This morning I’ve received the following twit by @gregsramblings “The Marriott TV system is having issues. The attached screenshot made me laugh. 14yr old OS!”
The screenshot was showing the Windows 98 logo with a message that it’s shutting down.
It does look funny that a major hotel chain is using a 15-year old OS to support their TV broadcasting. But give it a second thought – is there a compelling reason to upgrade the Windows OS? For Marriott, this would translate into a multi-million project with questionable outcome?
Most likely, their guests would not even notice the change. I can only guess that the CIO of Marriott was not able (or haven’t even tried) to sell the OS upgrade to his higher ups.
Is the “Ain’t Broke Don’t Fix” policy always a smart strategy? It depends on how often Windows 98 gives troubles to Marriott’s TV system. Most likely, Microsoft charges premium to support outdated Window 98 software. But is there a need to support it?
I’m receiving offers to upgrade the software on my MacBook daily. Unless it’s a fix for a security hole, I just ignore it. Apple has released their Mac OS X Lion 18 months ago. I have not upgraded my OS as of yet and lived happily thereafter. Modern software requires more powerful hardware. I guess, Apple was not able to sell me the need for the upgrade from Snow Leopard to Lion.

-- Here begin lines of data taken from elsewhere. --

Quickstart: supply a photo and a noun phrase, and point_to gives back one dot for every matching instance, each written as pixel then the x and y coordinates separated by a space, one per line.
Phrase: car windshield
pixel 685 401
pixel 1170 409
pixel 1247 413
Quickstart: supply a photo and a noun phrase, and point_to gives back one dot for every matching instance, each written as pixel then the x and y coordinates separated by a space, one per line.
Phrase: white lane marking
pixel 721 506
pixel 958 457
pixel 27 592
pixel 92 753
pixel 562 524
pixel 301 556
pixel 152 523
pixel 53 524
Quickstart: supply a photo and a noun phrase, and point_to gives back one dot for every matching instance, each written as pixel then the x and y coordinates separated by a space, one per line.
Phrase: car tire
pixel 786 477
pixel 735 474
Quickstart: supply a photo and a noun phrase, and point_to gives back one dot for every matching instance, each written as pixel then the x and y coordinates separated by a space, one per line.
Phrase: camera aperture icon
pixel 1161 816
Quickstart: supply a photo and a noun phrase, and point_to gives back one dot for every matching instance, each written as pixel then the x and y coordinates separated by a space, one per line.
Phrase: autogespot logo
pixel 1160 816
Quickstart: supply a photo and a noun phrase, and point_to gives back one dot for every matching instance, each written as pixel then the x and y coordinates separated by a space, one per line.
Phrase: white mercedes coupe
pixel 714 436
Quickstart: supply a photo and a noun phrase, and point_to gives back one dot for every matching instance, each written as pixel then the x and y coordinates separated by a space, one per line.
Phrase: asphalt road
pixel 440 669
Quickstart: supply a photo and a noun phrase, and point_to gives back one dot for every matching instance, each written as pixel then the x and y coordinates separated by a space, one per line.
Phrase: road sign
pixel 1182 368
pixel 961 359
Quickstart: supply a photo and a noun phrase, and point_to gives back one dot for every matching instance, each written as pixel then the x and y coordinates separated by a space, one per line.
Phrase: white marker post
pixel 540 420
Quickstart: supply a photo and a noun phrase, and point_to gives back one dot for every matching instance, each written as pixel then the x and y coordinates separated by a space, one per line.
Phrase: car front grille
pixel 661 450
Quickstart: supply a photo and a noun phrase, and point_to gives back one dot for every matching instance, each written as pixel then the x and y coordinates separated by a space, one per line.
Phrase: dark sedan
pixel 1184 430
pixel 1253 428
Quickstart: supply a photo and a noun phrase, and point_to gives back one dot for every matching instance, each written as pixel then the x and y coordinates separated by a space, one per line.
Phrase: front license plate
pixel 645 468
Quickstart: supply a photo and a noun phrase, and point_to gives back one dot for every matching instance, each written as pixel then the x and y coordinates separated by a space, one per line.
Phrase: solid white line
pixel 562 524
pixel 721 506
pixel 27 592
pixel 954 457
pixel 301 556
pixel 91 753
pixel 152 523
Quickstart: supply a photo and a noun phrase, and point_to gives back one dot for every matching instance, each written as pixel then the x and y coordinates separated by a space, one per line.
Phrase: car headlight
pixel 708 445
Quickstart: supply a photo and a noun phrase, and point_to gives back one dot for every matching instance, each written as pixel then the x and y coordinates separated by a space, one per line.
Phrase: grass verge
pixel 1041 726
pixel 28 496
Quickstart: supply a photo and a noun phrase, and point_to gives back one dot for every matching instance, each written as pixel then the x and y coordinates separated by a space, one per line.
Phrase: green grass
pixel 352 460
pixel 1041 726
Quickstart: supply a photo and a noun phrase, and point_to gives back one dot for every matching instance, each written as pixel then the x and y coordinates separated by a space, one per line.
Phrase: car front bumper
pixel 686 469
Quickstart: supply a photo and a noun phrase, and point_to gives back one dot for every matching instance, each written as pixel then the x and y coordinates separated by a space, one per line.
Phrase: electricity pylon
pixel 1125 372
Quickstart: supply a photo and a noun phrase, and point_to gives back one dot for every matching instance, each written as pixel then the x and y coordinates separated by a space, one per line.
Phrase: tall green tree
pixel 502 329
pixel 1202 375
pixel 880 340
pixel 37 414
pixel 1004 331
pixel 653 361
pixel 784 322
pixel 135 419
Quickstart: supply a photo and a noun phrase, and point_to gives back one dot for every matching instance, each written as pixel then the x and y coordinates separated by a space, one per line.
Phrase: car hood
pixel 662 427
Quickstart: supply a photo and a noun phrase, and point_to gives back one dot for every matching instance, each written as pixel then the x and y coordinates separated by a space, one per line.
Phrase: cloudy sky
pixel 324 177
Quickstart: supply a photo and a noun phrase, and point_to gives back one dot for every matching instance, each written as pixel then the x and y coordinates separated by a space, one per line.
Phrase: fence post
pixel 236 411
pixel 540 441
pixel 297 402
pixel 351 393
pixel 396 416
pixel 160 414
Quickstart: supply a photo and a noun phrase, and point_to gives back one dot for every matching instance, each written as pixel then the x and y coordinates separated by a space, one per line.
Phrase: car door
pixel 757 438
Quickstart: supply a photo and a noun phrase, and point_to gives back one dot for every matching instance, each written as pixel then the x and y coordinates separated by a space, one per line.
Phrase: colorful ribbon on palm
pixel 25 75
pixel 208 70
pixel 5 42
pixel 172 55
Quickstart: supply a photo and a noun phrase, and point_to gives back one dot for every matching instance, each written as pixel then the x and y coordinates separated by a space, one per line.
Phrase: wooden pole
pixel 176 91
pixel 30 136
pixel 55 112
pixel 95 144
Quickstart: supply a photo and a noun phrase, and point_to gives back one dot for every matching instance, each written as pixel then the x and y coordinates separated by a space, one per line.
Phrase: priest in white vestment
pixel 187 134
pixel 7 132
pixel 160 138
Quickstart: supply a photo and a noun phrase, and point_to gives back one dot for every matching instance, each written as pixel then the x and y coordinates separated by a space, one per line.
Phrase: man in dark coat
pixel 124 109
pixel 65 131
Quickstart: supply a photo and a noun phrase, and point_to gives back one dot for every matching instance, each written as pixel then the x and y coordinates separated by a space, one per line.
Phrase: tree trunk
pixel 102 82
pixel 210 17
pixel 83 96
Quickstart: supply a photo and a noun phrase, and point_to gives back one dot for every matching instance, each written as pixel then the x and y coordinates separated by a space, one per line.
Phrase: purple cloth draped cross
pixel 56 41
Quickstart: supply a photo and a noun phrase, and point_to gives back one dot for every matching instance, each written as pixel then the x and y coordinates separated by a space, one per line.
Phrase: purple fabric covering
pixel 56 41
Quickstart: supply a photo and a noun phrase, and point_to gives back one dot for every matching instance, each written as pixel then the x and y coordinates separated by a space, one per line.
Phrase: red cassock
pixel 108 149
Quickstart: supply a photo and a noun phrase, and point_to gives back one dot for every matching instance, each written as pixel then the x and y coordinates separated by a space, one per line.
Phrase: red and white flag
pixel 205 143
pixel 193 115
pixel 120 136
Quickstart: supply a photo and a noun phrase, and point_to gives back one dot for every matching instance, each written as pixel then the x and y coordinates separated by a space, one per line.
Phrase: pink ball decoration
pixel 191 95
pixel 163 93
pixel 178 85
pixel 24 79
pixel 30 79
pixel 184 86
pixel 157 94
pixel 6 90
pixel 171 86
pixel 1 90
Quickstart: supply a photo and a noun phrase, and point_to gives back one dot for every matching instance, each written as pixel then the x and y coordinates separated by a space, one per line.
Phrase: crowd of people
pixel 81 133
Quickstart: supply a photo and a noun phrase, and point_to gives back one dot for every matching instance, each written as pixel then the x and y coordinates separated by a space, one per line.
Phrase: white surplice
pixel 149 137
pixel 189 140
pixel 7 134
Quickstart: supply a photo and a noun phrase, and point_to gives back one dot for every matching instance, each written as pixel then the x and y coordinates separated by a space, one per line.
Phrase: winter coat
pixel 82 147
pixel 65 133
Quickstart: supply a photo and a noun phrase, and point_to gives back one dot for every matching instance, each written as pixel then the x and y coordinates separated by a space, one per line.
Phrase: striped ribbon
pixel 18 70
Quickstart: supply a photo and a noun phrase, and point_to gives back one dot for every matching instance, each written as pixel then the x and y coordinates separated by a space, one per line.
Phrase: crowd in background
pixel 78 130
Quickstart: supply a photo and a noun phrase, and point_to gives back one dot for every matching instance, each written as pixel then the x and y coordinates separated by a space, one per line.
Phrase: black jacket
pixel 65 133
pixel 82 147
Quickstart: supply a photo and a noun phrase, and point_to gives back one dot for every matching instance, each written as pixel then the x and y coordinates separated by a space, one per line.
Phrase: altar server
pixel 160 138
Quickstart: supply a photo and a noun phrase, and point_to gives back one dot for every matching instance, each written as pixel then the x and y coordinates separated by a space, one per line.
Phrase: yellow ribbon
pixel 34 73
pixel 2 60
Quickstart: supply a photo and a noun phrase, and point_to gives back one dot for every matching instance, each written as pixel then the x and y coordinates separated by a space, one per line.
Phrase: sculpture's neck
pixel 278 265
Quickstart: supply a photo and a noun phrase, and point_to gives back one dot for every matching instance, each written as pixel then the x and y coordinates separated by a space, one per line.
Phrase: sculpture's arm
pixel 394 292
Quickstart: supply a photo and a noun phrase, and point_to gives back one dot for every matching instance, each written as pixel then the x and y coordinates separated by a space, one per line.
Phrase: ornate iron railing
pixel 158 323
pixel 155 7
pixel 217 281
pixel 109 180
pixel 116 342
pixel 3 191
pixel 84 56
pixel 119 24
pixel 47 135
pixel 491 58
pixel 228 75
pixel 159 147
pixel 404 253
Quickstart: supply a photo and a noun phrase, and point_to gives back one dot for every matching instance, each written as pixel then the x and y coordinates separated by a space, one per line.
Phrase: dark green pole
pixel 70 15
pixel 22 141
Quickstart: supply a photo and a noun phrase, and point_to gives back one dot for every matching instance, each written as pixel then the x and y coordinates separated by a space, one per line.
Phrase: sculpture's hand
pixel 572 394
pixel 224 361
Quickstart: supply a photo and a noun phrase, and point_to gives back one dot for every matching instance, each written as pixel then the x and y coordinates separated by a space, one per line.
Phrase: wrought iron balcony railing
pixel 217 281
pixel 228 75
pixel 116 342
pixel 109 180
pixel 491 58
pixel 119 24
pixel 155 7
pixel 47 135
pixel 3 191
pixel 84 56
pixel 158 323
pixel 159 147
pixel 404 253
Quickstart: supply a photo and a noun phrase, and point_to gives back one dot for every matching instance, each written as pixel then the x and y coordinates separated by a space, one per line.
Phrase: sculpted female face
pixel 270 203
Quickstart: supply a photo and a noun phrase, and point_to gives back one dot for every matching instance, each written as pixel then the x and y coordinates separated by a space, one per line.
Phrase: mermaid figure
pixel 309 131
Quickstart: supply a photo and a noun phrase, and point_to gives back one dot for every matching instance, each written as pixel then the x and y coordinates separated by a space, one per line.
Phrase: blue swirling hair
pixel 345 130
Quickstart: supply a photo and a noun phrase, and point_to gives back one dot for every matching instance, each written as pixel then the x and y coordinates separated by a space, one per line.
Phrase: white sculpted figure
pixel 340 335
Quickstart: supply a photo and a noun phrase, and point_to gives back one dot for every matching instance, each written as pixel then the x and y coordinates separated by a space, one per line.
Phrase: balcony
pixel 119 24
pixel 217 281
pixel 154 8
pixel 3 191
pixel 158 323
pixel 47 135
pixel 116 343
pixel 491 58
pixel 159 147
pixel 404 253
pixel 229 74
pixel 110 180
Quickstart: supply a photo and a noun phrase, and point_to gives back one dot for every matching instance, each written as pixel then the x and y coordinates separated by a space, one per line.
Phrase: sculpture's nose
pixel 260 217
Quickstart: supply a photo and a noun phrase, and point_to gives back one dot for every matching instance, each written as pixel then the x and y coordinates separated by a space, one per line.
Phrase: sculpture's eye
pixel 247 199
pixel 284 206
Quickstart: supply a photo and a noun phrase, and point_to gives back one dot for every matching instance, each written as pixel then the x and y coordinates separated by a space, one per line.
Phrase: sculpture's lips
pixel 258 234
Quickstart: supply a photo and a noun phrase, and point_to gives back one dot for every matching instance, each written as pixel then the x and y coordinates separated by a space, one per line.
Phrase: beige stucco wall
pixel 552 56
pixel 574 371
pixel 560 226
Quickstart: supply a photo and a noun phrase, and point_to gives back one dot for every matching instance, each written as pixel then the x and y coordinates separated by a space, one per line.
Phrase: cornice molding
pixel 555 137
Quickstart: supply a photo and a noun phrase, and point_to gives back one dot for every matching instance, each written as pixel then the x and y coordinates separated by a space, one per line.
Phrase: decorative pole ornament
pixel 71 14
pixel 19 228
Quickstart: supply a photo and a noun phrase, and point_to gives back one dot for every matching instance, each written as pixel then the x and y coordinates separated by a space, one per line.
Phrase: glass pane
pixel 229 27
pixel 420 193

Half of the enterprises are still using Internet Explorer 6. Attend any HTML5 presentation at any conference. The speaker will never forget to mention that certain features are supported by every Web browser except IE 6. The audience laughs. But people who run IT operations in any decent size enterprise seems to have bad sense of humor. They often can’t fund money for doing an enterprise-wide upgrade of Web browsers. Besides, creators of JavaScript frameworks advertise support of their features on any browser including IE6. Why bother?
When you live in a house, the kitchen or bathroom upgrades increase the reselling value of the house. But replacing carpet with hardwood floors or digging a pool in the backyard does not increase the value of the house (at least in the USA).
So should Marriott upgrade their Windows 98 to Windows 7? I’m not so sure. Unless the upgrade will offer some new TV services to their guests, I wouldn’t bother.
Good post and I agree with all the points but don’t enterprises think that there are always limits to what extends they can stretch these? I mean eventually, at some point, maybe even soon it’s going to collapse on them. There definitely would come a moment when they’d need to either upgrade or build everything from scratch, and I’m not sure if it would be cheaper to do everything from ground up rather than slowly keep things at least somehow up to date now.
Just my 2 cents…
Just FYI: What you run into is for sure one of the channels from the many channles being displayed/listed, connected to a Windows 98 pc/laptop that was probably displaying powerpoint or something of that nature. I would not comment about technology without knwoing how the TV system works. If Windows 98 or even Windows 7 was running the TV system and it froze like that, you would have seen a blank screen. What you saw was a result of one of the channles set to broadcast a screen of a laptop/pc which in this case sounds like a machine running windows 98 OS.